Other than that, it's a major cool method of preparing a super moist fish. Dramatic, too, if you're out to show off for your friends. (Speaking of friends: Yes, Fred, this might work with one of those big-ass stripers you show off on FishTales from time to time. I'd just cook it longer. And maybe buy more salt. And a giant-sized pan.)

Salt-baked whole fish
Recipe
2 whole 1 lb. fish, cleaned and gutted (branzino is what I used)
4-6 lemon slices, cut crosswise
4 rosemary sprigs
1/3 cup chopped parsley
2 or more 3-lb. boxes of kosher salt
Cold water as needed

Preheat oven to 400 degrees F.
Pour a 1/2-inch layer of the kosher salt onto a baking sheet.
Set both of the fish on top of the salt and stuff each one with the lemon, rosemary and parsley.
In a bowl, pour about a box of the salt, then mix in a little cold water, enough to moisten the salt just enough to hold it together. Don't make it wet; the idea here is that you'll be molding the mix around the fish to create a thick crust.
Pile the salt onto the fish and form a mold around them. If the salt mix isn't enough to cover the fish completely make some more mix with the leftover salt.
After the fish are properly coated place them in the oven for 20 minutes.
Break open the salt crust, remove the fish and serve whole or filleted, whichever you prefer. You could also drizzle some olive oil or further season the flesh if you like. I didn't. The branzino were plenty flavorful just as they were.

8 comments:

Ciao Chow Linda said...

This is way cool and I'm sure way delicious. Is that your oven in those pix? If so, can I come up when you make pizza?

Mister Meatball said...

Yep on the oven.

And the pizza.

Claudia said...

I searched for this in Italy and never did find it. I have decided I don't have the proper oven here - so will need an invite the next time you make this.

Mister Meatball said...

Happy to invite you, C., but I'm not so sure a regular oven wouldn't do the trick here. I mean, it only needs 400-degree heat.

C'mon.

"Be bold and mighty forces will come to your aid."

Fred said...

No backing out Meatball face! we're ALL coming to dnner at your place. I'll bring a 15 pound striped bass. How much salt do you think THAT will require?!

Mister Meatball said...

Wondered when you'd show up, Fred.

On the 15-pounder, I will back up the salt truck methinks.

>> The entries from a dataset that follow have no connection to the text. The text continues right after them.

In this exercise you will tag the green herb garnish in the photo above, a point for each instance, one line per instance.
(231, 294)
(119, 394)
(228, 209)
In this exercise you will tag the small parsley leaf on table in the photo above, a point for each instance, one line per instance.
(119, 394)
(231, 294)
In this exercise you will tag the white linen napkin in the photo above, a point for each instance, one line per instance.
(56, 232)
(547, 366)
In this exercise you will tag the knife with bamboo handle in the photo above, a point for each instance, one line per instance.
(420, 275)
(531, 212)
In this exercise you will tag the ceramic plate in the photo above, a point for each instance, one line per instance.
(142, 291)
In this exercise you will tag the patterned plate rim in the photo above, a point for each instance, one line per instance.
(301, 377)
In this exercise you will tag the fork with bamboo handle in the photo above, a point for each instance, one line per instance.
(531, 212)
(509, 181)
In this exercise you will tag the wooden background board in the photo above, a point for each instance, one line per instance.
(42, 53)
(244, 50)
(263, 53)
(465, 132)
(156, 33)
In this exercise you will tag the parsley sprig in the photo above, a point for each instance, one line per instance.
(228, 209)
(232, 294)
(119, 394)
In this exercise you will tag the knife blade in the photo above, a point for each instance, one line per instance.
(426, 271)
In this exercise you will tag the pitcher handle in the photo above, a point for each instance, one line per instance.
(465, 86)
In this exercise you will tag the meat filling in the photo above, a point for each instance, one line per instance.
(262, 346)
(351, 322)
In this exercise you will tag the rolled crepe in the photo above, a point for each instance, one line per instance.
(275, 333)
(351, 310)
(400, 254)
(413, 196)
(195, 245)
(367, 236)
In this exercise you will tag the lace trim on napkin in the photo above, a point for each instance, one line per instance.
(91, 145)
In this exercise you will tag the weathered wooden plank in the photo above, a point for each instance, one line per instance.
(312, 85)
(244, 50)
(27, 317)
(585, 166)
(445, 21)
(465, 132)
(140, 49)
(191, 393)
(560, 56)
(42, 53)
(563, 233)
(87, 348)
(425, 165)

Pat @ Mille Fiori Favoriti said...

I made fish like tbhis once and you are so right that it cooked so moist and flavorful!

I love your wood buring oven ..I'm sure the smoke must add to the flavor of whatever cooks in it.

Amateur Cook said...

I must say I am intrigued by this method of cooking. I know it doesn't come out tasting really salty, but many people might think so and shy away from it.